Very nice. This could almost go in your a+bi channel because I thought about the symmetry of the roots of unity. e^i(pi/4) raised to the 4th power = e^i(3pi/4) raised to the 4th power = e^i(-3pi/4) raised to the 4th power = e^i(-pi/4) raised to the 4th power. Scaling these numbers by 1/sqrt(2) you have (1/sqrt(2))e^i(pi/4) - 1 = (1/sqrt(2))e^i(3pi/4) and (1/sqrt(2))e^i(-pi/4) - 1 = (1/sqrt(2))e^i(-3pi/4). I like this problem

onegreengoat

x⁴ - (x - 1)⁴ = 0 is a difference of two squares:

a⁴ - b⁴ = (a² + b²) (a² - b²) = (a² + b²) (a + b) (a - b)
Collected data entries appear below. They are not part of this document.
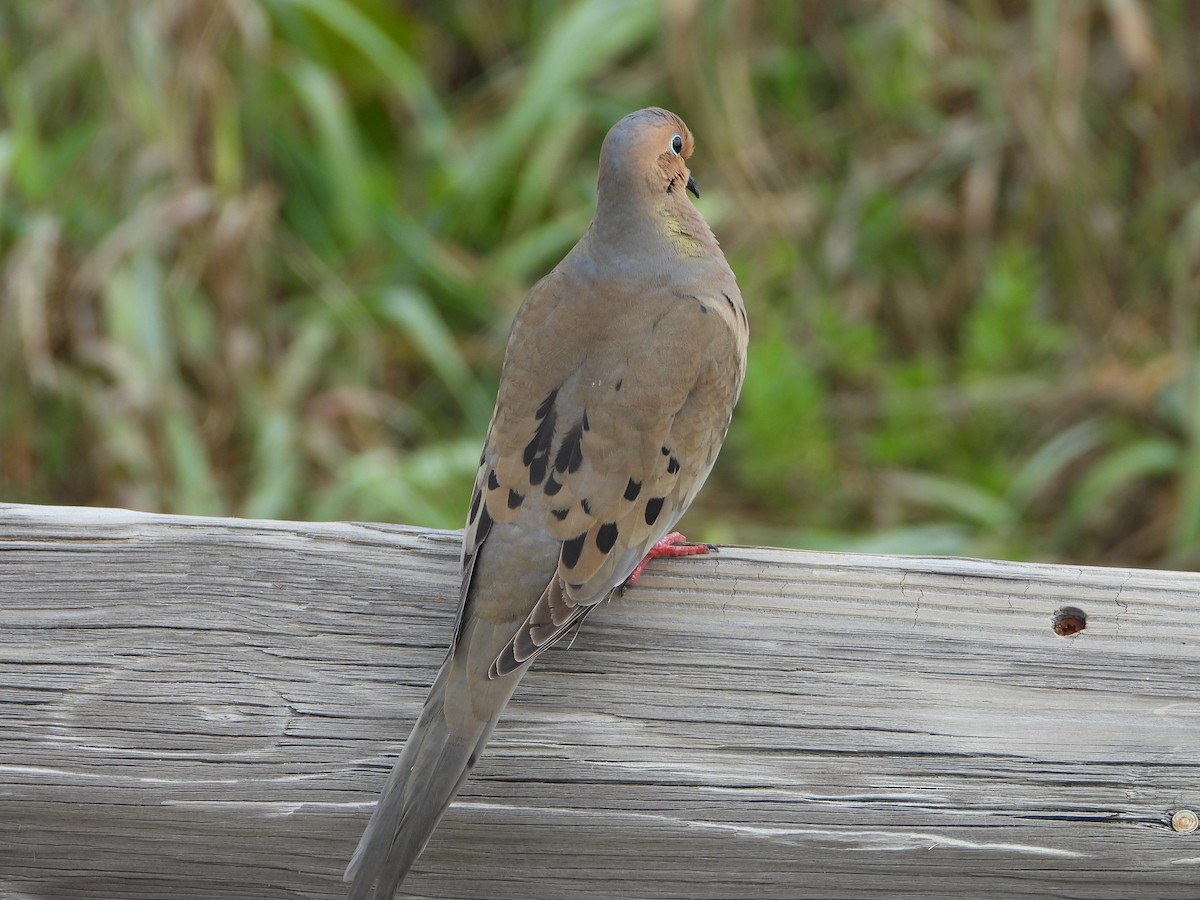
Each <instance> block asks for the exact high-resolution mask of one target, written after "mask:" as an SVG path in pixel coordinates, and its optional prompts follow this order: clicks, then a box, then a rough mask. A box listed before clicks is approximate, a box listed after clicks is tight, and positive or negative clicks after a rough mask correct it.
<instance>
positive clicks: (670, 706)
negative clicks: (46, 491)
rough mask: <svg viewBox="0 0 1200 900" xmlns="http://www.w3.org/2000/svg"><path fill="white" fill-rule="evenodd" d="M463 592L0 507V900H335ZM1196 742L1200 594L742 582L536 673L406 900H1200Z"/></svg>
mask: <svg viewBox="0 0 1200 900" xmlns="http://www.w3.org/2000/svg"><path fill="white" fill-rule="evenodd" d="M456 565H457V535H456V534H454V533H442V532H427V530H421V529H414V528H403V527H388V526H365V524H344V523H329V524H314V523H288V522H259V521H246V520H216V518H186V517H173V516H151V515H145V514H138V512H128V511H121V510H95V509H67V508H49V506H47V508H38V506H20V505H0V896H14V898H38V899H42V898H55V899H56V898H160V896H173V898H202V896H203V898H222V896H226V898H294V896H322V898H324V896H330V898H331V896H338V895H340V893H341V882H340V872H341V869H342V868H343V865H344V863H346V859H347V858H348V856H349V853H350V851H352V848H353V846H354V842H355V840H356V839H358V835H359V833H360V832H361V828H362V826H364V824H365V822H366V818H367V816H368V814H370V809H371V805H372V804H373V800H374V796H376V792H377V791H378V790H379V787H380V786H382V784H383V780H384V776H385V773H386V770H388V768H389V767H390V763H391V760H392V758H394V754H395V751H396V750H397V748H398V745H400V743H401V742H402V739H403V737H404V736H406V734H407V731H408V728H409V726H410V724H412V720H413V718H414V716H415V714H416V710H418V708H419V706H420V702H421V700H422V698H424V695H425V690H426V688H427V685H428V683H430V680H431V679H432V676H433V671H434V668H436V667H437V665H438V664H439V662H440V660H442V656H443V654H444V648H445V642H446V640H448V637H449V629H450V619H451V616H452V614H454V610H455V598H456V593H457V574H456ZM1066 605H1072V606H1076V607H1079V608H1081V610H1082V611H1084V612H1085V613H1086V616H1087V625H1086V629H1085V630H1084V631H1082V632H1080V634H1078V635H1075V636H1070V637H1062V636H1058V635H1057V634H1055V631H1054V629H1052V628H1051V623H1052V617H1054V614H1055V612H1056V611H1057V610H1060V608H1061V607H1063V606H1066ZM1198 745H1200V576H1198V575H1195V574H1184V572H1164V571H1147V570H1126V569H1090V568H1080V566H1061V565H1033V564H1021V563H1001V562H992V560H971V559H946V558H911V557H876V556H859V554H836V553H809V552H798V551H775V550H763V548H736V547H728V548H722V550H721V552H720V553H718V554H715V556H713V557H709V558H698V559H697V558H692V559H683V560H656V562H655V563H654V564H652V566H650V568H649V569H648V571H647V575H646V577H644V580H643V581H642V582H641V584H640V586H638V587H637V588H636V589H634V590H630V592H629V593H628V594H626V596H624V598H622V599H618V600H614V601H613V602H611V604H607V605H606V606H605V607H604V608H601V610H599V611H596V613H595V614H593V616H592V617H590V618H589V619H588V623H587V625H586V626H584V629H583V630H582V632H581V634H580V635H578V637H577V638H576V640H575V642H574V646H572V647H571V648H570V649H569V650H568V649H556V650H553V652H551V653H550V654H547V656H546V658H544V659H542V660H540V661H539V665H538V666H536V667H535V668H534V671H533V672H530V674H529V676H528V677H527V678H526V683H524V684H523V685H522V688H521V690H520V691H518V694H517V697H516V698H515V700H514V702H512V704H511V706H510V708H509V710H508V713H506V715H505V718H504V719H503V720H502V724H500V727H499V728H498V730H497V732H496V734H494V737H493V740H492V743H491V745H490V746H488V750H487V754H485V757H484V760H482V762H481V763H480V766H479V768H478V769H476V773H475V775H474V776H473V778H472V779H470V780H469V781H468V782H467V786H466V788H464V790H463V792H462V794H461V797H460V800H458V802H457V803H456V804H455V805H454V806H452V809H451V811H450V812H449V814H448V816H446V818H445V820H444V821H443V823H442V827H440V828H439V830H438V833H437V835H436V836H434V839H433V841H432V842H431V845H430V847H428V850H427V851H426V853H425V856H424V857H422V858H421V860H420V862H419V864H418V866H416V869H415V870H414V872H413V875H412V876H410V878H409V880H408V881H407V882H406V889H407V890H408V892H410V894H412V895H416V896H437V898H450V896H455V898H475V896H478V898H485V896H486V898H560V896H568V895H570V896H584V898H617V896H622V898H637V896H647V898H649V896H654V898H720V896H761V898H797V896H814V898H817V896H847V898H859V896H862V898H868V896H880V895H887V896H905V895H911V896H931V898H937V896H943V895H944V896H950V895H953V896H962V895H965V894H966V895H978V894H982V893H988V894H990V895H997V896H1063V898H1075V896H1079V898H1085V896H1086V898H1109V896H1111V898H1117V896H1130V895H1142V896H1159V898H1192V896H1195V895H1196V884H1198V883H1200V832H1195V833H1192V834H1178V833H1176V832H1175V830H1172V829H1171V827H1170V818H1171V815H1172V814H1174V812H1175V811H1177V810H1180V809H1184V808H1190V809H1194V810H1200V760H1198V751H1196V749H1198Z"/></svg>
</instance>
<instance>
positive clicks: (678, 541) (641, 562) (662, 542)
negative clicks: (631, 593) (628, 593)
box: [622, 532, 716, 588]
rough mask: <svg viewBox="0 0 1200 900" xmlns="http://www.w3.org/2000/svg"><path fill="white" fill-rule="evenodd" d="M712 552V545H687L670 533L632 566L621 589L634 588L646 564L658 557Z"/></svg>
mask: <svg viewBox="0 0 1200 900" xmlns="http://www.w3.org/2000/svg"><path fill="white" fill-rule="evenodd" d="M714 550H716V547H714V546H713V545H712V544H688V539H686V538H684V536H683V535H682V534H680V533H679V532H671V534H668V535H667V536H666V538H664V539H662V540H660V541H659V542H658V544H655V545H654V546H653V547H650V552H649V553H647V554H646V556H644V557H643V558H642V562H641V563H638V564H637V565H635V566H634V571H631V572H630V574H629V577H628V578H625V583H624V584H623V586H622V588H631V587H634V584H636V583H637V580H638V578H641V577H642V570H643V569H646V564H647V563H649V562H650V560H652V559H656V558H658V557H694V556H700V554H702V553H708V552H709V551H714Z"/></svg>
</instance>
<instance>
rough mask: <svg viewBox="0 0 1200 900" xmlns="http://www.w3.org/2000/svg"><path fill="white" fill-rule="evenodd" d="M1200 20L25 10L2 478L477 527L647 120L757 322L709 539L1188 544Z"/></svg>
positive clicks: (335, 4)
mask: <svg viewBox="0 0 1200 900" xmlns="http://www.w3.org/2000/svg"><path fill="white" fill-rule="evenodd" d="M1196 46H1200V7H1196V6H1195V5H1193V4H1188V2H1184V1H1183V0H1174V1H1172V0H1164V1H1163V2H1139V1H1138V0H1109V1H1108V2H1070V1H1062V2H1050V1H1046V2H1008V1H1006V2H1000V1H998V0H997V1H992V2H989V1H985V0H978V1H976V0H972V1H971V2H965V4H960V2H949V1H947V0H924V1H923V2H911V4H886V2H838V4H834V2H816V1H812V2H803V4H790V2H788V4H784V2H776V4H772V2H758V4H755V2H739V4H720V2H708V1H692V0H664V1H662V2H643V1H641V0H637V1H630V0H624V1H623V0H574V1H572V2H563V4H548V2H535V4H524V5H516V4H512V5H510V4H488V2H456V4H440V5H434V4H392V2H385V0H356V1H352V0H262V1H260V2H254V1H252V0H226V1H224V2H210V1H208V0H157V1H152V2H132V1H130V0H125V1H121V2H103V4H101V2H86V1H85V0H76V1H74V2H68V1H66V0H13V1H12V2H8V4H5V5H4V6H0V278H2V281H0V290H2V293H0V498H4V499H7V500H22V502H35V503H59V504H72V503H76V504H109V505H124V506H132V508H137V509H145V510H168V511H176V512H194V514H229V515H244V516H254V517H289V518H367V520H389V521H404V522H413V523H421V524H428V526H446V527H457V526H458V524H460V522H461V518H462V515H463V509H464V505H466V499H467V492H468V490H469V485H470V480H472V469H473V466H474V464H475V462H476V460H478V446H479V444H480V442H481V439H482V433H484V430H485V427H486V422H487V415H488V413H490V409H491V401H492V397H493V396H494V389H496V379H497V372H498V368H499V362H500V358H502V353H503V342H504V337H505V335H506V329H508V323H509V320H510V317H511V313H512V311H514V310H515V308H516V306H517V304H518V302H520V300H521V298H522V296H523V294H524V292H526V290H527V289H528V287H529V284H532V283H533V282H534V281H535V280H536V278H538V277H540V275H541V274H544V272H545V271H546V270H547V269H548V268H550V266H551V265H553V263H554V262H557V259H558V258H559V257H560V256H562V253H563V252H564V251H565V250H566V248H569V247H570V245H571V244H572V242H574V241H575V240H576V239H577V236H578V235H580V233H581V232H582V230H583V228H584V227H586V224H587V222H588V218H589V216H590V205H592V202H593V198H594V178H595V163H596V155H598V149H599V143H600V139H601V137H602V136H604V133H605V131H606V130H607V127H608V126H610V125H611V124H612V122H613V121H616V119H618V118H619V116H620V115H623V114H624V113H626V112H629V110H631V109H635V108H638V107H642V106H648V104H662V106H667V107H670V108H672V109H676V110H677V112H679V113H680V114H682V115H683V116H684V118H685V119H686V120H688V122H689V125H690V126H691V128H692V131H694V133H695V134H696V137H697V144H698V149H697V151H696V155H695V157H694V160H692V168H694V172H695V173H696V176H697V179H698V181H700V184H701V185H702V186H703V188H704V199H703V202H702V203H701V206H702V209H703V211H704V214H706V216H708V218H709V221H710V222H712V223H713V226H714V229H715V230H716V232H718V234H719V236H720V238H721V241H722V245H724V246H725V248H726V251H727V254H728V257H730V262H731V264H732V265H733V269H734V271H736V272H737V274H738V278H739V282H740V284H742V289H743V294H744V295H745V298H746V300H748V306H749V308H750V312H751V324H752V328H754V336H752V346H751V361H750V370H749V374H748V379H746V385H745V391H744V395H743V401H742V403H740V407H739V409H738V413H737V416H736V419H734V426H733V428H732V430H731V433H730V439H728V445H727V448H726V451H725V454H724V455H722V457H721V461H720V463H719V467H718V470H716V473H715V474H714V476H713V480H712V481H710V485H709V487H708V488H707V490H706V492H704V494H702V500H701V503H700V504H698V506H697V509H696V510H695V511H694V512H691V514H689V517H688V520H686V522H685V524H688V526H689V527H690V529H691V532H692V533H694V534H696V535H700V536H706V538H708V539H713V540H730V541H742V542H756V544H757V542H769V544H782V545H796V546H811V547H838V548H866V550H874V551H883V552H918V553H970V554H977V556H985V557H1009V558H1037V559H1063V560H1074V562H1081V563H1084V562H1086V563H1102V564H1104V563H1106V564H1144V565H1168V566H1175V568H1196V566H1198V565H1200V548H1198V547H1200V439H1198V434H1200V366H1198V362H1196V342H1198V319H1200V316H1198V301H1200V296H1198V294H1200V152H1198V151H1200V76H1198V73H1196V67H1195V47H1196Z"/></svg>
so with a = x and b = x - 1

x⁴ - (x - 1)⁴ = 0 = (x² + (x - 1)²) (x + (x - 1)) (x - (x - 1)) = (2x² - 2x + 1) (2x - 1) (1)

MrGeorge

I think if you do this: x⁴-(x-1)⁴=0, this eq is solves faster

Nobodyman

problem

(x-1)⁴ = x⁴

Subtract x⁴ from both sides.

(x-1)⁴ - x⁴ = 0

Expanded, this is

-4x³ + 6x² -4x + 1 = 0

which is a cubic, so we expect 3 roots.

It is also a difference of 2 squares. Factor.

(x-1)⁴ - x⁴ = 0
[(x-1)² - x²][(x-1)² + x²] = 0
(x-1-x)(x-1+x)[(x-1)² + x²] = 0
-1 (2x - 1)[(x-1)² + x²] = 0
(2x - 1)[(x-1)² + x²] = 0

By the 0 product principle,

(2x - 1) = 0
x = ½

(x-1)² + x² = 0
2x²- 2x + 1 = 0

By the quadratic formula,

x = ½ (1+i), ½ (1-i)

answer

x ϵ { ½, ½ (1-i), ½ (1+i) }

DonEnsley

The second method is nicer and faster.

kassuskassus

I am afraid I've already seen this one on another channel about two weeks ago, except that one was x^6 = (x - 1)^6 (which also has only one real solution). But now I'm curious - is there a positive integer n such that x^(2*n) = (x - 1)^(2*n) has a real solution other than x = 1/2?

jimschneider

I can't imagine what the solution might look like.

migry

Can you just use that a^2 - b^2 = (a-b)(a+b)?

mynameisgood